📊 Automated IoT-Based Monitoring of Industrial Hemp in Greenhouses Using Open-Source Systems and Computer Vision
Carmen Rocamora-Osorio 1,2*, Fernando Aragon-Rodriguez 1, Ana María Codes-Alcaraz 2, Francisco Javier Ferrández-Pastor 3
1 Dpto. de Ingeniería, Área Ingeniería Agroforestal, Escuela Politécnica Superior de Orihuela (EPSO), Universidad Miguel Hernández, Ctra. Beniel km. 3,2, 03312, Orihuela (Alicante)
2 Instituto de Investigación e Innovación Agroalimentaria y Agroambiental (CIAGRO), Universidad Miguel Hernández, Ctra. Beniel km. 3,2, 03312, Orihuela (Alicante)

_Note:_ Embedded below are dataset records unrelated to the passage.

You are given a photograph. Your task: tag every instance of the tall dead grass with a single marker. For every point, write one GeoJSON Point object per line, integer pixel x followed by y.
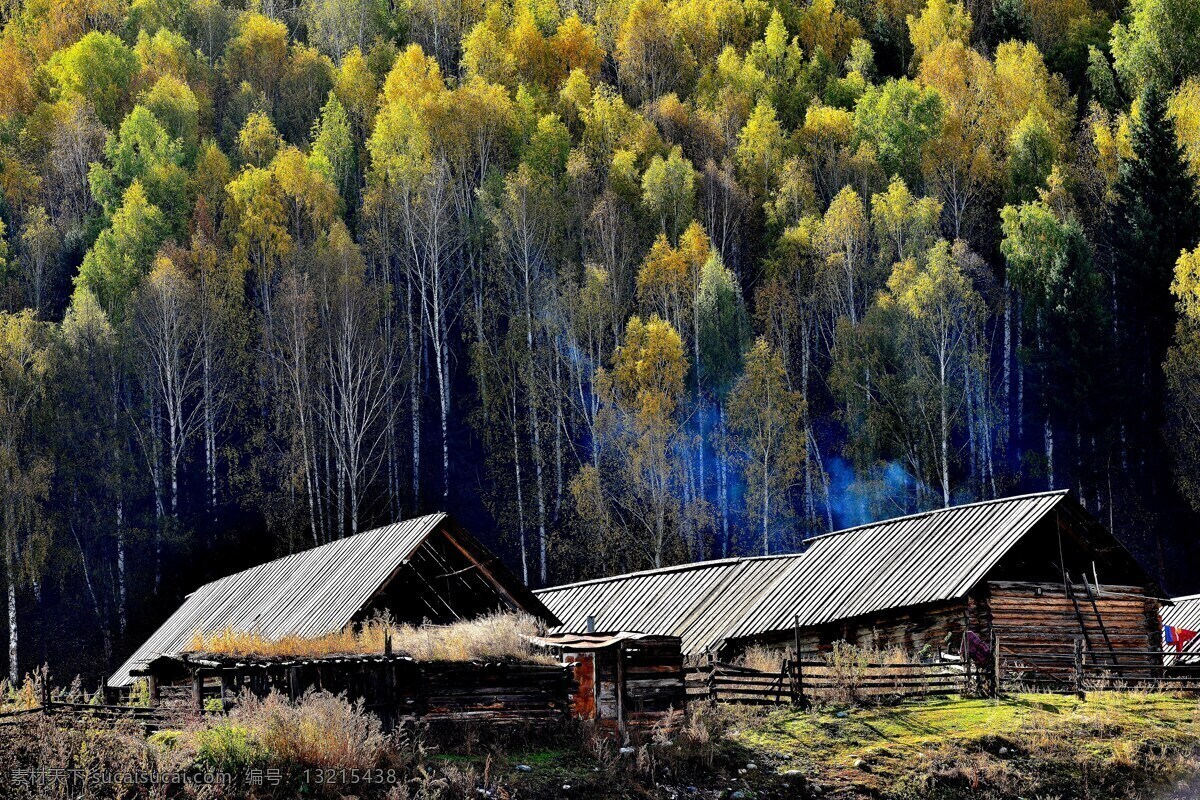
{"type": "Point", "coordinates": [502, 636]}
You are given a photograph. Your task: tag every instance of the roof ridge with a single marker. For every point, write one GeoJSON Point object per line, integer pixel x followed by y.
{"type": "Point", "coordinates": [930, 512]}
{"type": "Point", "coordinates": [658, 570]}
{"type": "Point", "coordinates": [742, 559]}
{"type": "Point", "coordinates": [310, 549]}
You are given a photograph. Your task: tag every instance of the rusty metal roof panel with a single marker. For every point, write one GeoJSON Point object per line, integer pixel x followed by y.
{"type": "Point", "coordinates": [910, 560]}
{"type": "Point", "coordinates": [311, 593]}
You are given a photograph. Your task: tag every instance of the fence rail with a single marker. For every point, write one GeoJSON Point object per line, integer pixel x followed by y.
{"type": "Point", "coordinates": [805, 680]}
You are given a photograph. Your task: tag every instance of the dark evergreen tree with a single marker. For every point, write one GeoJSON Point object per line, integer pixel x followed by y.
{"type": "Point", "coordinates": [1156, 216]}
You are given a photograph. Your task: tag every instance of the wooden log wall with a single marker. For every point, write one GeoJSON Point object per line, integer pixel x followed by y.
{"type": "Point", "coordinates": [400, 689]}
{"type": "Point", "coordinates": [1042, 623]}
{"type": "Point", "coordinates": [922, 630]}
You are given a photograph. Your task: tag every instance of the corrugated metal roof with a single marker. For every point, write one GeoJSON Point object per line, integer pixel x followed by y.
{"type": "Point", "coordinates": [311, 593]}
{"type": "Point", "coordinates": [1185, 614]}
{"type": "Point", "coordinates": [922, 558]}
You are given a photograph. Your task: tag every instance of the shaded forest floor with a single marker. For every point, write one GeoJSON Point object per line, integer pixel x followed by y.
{"type": "Point", "coordinates": [1109, 746]}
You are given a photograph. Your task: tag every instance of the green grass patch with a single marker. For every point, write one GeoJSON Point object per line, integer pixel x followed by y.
{"type": "Point", "coordinates": [1015, 746]}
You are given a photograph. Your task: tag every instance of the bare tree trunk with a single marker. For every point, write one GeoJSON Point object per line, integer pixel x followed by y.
{"type": "Point", "coordinates": [11, 584]}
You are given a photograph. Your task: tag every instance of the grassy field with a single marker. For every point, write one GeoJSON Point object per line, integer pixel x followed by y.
{"type": "Point", "coordinates": [1111, 746]}
{"type": "Point", "coordinates": [1027, 746]}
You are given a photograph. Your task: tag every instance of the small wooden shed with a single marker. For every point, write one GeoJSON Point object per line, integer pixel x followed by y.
{"type": "Point", "coordinates": [624, 681]}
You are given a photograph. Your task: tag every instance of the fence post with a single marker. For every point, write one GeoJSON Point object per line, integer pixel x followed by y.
{"type": "Point", "coordinates": [621, 692]}
{"type": "Point", "coordinates": [799, 669]}
{"type": "Point", "coordinates": [995, 665]}
{"type": "Point", "coordinates": [198, 691]}
{"type": "Point", "coordinates": [712, 678]}
{"type": "Point", "coordinates": [1079, 668]}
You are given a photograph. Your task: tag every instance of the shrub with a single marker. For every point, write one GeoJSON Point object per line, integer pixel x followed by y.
{"type": "Point", "coordinates": [228, 747]}
{"type": "Point", "coordinates": [763, 659]}
{"type": "Point", "coordinates": [319, 731]}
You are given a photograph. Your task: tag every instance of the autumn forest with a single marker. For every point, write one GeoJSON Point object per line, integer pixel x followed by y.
{"type": "Point", "coordinates": [621, 283]}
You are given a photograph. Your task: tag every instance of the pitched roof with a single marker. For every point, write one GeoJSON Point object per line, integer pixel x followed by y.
{"type": "Point", "coordinates": [929, 557]}
{"type": "Point", "coordinates": [307, 594]}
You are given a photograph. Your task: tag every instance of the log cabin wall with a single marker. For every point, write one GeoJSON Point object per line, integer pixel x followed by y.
{"type": "Point", "coordinates": [1041, 618]}
{"type": "Point", "coordinates": [921, 631]}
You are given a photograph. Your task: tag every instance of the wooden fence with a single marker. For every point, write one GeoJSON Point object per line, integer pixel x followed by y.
{"type": "Point", "coordinates": [802, 681]}
{"type": "Point", "coordinates": [1080, 669]}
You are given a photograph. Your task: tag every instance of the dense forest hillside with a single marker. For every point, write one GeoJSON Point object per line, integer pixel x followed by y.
{"type": "Point", "coordinates": [619, 282]}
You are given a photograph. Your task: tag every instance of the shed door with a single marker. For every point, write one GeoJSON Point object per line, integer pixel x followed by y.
{"type": "Point", "coordinates": [583, 702]}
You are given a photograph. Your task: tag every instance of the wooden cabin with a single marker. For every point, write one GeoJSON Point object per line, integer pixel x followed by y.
{"type": "Point", "coordinates": [1183, 613]}
{"type": "Point", "coordinates": [623, 681]}
{"type": "Point", "coordinates": [424, 570]}
{"type": "Point", "coordinates": [1037, 571]}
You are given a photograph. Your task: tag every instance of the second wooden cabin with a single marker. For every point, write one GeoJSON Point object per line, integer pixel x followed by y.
{"type": "Point", "coordinates": [1037, 571]}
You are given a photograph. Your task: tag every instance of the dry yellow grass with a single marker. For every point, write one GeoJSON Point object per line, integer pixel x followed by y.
{"type": "Point", "coordinates": [763, 659]}
{"type": "Point", "coordinates": [495, 636]}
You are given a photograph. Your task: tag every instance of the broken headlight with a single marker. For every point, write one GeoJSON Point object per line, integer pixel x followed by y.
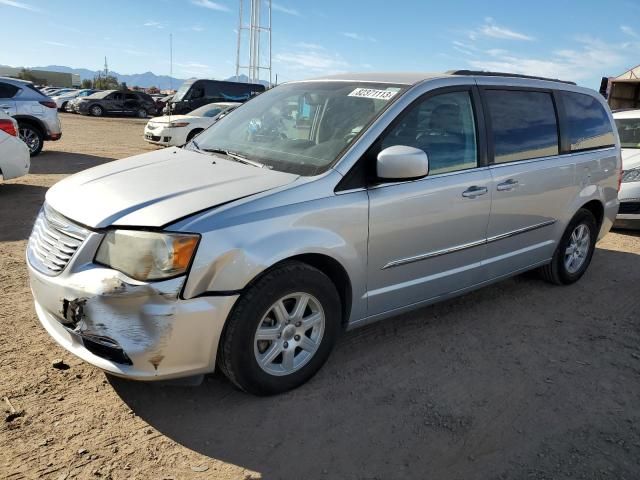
{"type": "Point", "coordinates": [147, 256]}
{"type": "Point", "coordinates": [632, 175]}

3 Grupo de investigación Informática Industrial y Redes de Computadores (I2RC), Universidad de Alicante, 03690 Alicante
Repository of data related to the paper: "Automated IoT-Based Monitoring of Industrial Hemp in Greenhouses Using Open-Source Systems and Computer Vision" (https://doi.org/10.3390/agriengineering7090272).

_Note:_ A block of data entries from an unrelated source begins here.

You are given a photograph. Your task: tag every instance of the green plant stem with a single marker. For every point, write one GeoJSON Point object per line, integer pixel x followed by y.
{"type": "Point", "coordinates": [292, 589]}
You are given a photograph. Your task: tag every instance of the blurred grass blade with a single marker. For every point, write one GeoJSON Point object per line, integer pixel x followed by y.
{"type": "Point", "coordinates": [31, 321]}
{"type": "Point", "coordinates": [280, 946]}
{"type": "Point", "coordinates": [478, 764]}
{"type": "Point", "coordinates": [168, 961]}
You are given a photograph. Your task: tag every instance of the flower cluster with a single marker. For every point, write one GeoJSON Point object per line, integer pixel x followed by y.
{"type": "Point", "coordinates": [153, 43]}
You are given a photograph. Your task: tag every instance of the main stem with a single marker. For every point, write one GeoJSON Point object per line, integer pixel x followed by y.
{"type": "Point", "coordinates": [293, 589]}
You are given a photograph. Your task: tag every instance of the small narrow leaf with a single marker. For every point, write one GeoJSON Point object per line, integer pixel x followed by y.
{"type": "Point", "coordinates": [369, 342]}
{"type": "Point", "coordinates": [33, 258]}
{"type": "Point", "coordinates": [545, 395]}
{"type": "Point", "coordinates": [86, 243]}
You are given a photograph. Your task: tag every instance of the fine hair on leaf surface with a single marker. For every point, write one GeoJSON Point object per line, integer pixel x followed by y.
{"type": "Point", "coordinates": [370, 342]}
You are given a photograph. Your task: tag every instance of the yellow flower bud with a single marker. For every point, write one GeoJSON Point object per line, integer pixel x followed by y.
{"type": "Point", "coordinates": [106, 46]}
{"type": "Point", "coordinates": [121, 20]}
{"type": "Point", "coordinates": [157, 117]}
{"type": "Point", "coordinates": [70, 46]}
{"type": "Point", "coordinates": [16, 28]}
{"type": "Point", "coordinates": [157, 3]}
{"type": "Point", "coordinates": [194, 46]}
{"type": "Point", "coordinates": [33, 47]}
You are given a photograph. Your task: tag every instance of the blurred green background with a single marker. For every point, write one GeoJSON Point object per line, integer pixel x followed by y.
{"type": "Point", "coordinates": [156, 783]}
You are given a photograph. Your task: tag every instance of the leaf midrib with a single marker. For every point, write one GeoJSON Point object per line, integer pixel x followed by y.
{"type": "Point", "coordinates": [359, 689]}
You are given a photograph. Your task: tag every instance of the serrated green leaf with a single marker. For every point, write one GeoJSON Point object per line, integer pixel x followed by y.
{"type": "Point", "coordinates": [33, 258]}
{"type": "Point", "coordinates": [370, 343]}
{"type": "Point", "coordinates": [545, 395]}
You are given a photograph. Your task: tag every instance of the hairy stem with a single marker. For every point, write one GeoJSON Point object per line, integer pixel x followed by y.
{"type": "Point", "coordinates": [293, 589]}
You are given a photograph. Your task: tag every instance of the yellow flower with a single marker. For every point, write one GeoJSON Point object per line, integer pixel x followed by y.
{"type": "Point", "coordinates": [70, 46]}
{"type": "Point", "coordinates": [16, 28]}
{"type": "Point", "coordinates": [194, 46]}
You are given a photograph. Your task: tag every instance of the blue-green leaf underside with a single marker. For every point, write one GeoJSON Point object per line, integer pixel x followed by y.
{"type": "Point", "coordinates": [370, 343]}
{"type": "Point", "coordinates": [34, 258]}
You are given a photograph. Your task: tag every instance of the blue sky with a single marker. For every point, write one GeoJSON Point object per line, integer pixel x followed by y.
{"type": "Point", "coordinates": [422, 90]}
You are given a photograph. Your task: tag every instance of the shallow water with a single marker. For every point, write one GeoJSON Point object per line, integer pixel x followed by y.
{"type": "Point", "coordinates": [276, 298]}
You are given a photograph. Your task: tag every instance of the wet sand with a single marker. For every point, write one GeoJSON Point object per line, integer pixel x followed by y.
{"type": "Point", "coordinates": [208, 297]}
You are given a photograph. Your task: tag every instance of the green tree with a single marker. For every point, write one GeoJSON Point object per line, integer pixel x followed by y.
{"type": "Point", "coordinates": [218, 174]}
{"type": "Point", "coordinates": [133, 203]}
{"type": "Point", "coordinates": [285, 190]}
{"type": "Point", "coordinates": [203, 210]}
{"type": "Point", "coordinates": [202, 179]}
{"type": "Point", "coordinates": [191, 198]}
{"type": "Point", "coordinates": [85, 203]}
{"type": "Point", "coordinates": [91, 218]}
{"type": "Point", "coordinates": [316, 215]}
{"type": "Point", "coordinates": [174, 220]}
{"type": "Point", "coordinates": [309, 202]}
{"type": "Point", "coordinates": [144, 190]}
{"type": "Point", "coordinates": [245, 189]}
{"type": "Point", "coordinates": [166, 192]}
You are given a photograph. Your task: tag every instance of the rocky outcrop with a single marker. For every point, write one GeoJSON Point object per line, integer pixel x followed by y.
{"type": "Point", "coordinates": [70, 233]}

The "Hemp_growth" folder contains hourly images of the monitored plants (C1, C2, C3, C4, and C5) from transplanting until 20 days after transplanting. The "Hemp_water_stress" folder contains the train and test data and the trained model for water stress detection. The repository has the following structure:
Table of contents
├── 🌱 📁 Hemp_growth
│ ├── 📁 C1
│ │ ├── 📁 ryb_C1_20241212_14_00.jpg
│ │ ├── 📁 ....
│ ├── 📁 C2
│ ├── 📁 C3
│ ├── 📁 C4
│ └── 📁 C5
├── 💧 📁 Hemp_water_stress
│ └── 📁 model
│ │ ├── yolo11x-cls.pt
│ └── 📁 train
│ │ ├── 📁 healthy
│ │ ├── 📁 water stress 3 days
│ │ ├── 📁 water stress 6 days
│ │ ├── 📁 water stress 9 days
│ └── 📁 test
│ │ ├── 📁 healthy
│ │ ├── 📁 water stress 3 days
│ │ ├── 📁 water stress 6 days
│ │ ├── 📁 water stress 9 days
Monitoring the development of greenhouse crops is essential for optimising yield and ensuring the efficient use of resources. A system for monitoring hemp (Cannabis sativa L.) cultivation under greenhouse conditions using computer vision has been developed. This system is based on open-source automation software installed on a single-board computer. It integrates various temperature and humidity sensors and surveillance cameras, automating image capture. Hemp seeds of the Tiborszallasi variety were sown. After germination plants were transplanted into pots. Five specimens were selected for growth monitoring by image analysis. A surveillance camera was placed in front of each plant. Different approaches were applied to analyse growth during the early stages: two traditional computer vision techniques and a deep learning algorithm. An average growth rate of 2.9 cm/day was determined and 1.43 mm/°C day. A mean MAE value of 1.36 cm was obtained, and the results of the three approaches were very similar. After the first growth stage the plants were subjected to water stress. An algorithm successfully identified healthy and stressed plants, and also detected different stress levels, with an accuracy of 97%. These results demonstrate the system's potential to provide objective and quantitative information on plant growth and physiological status.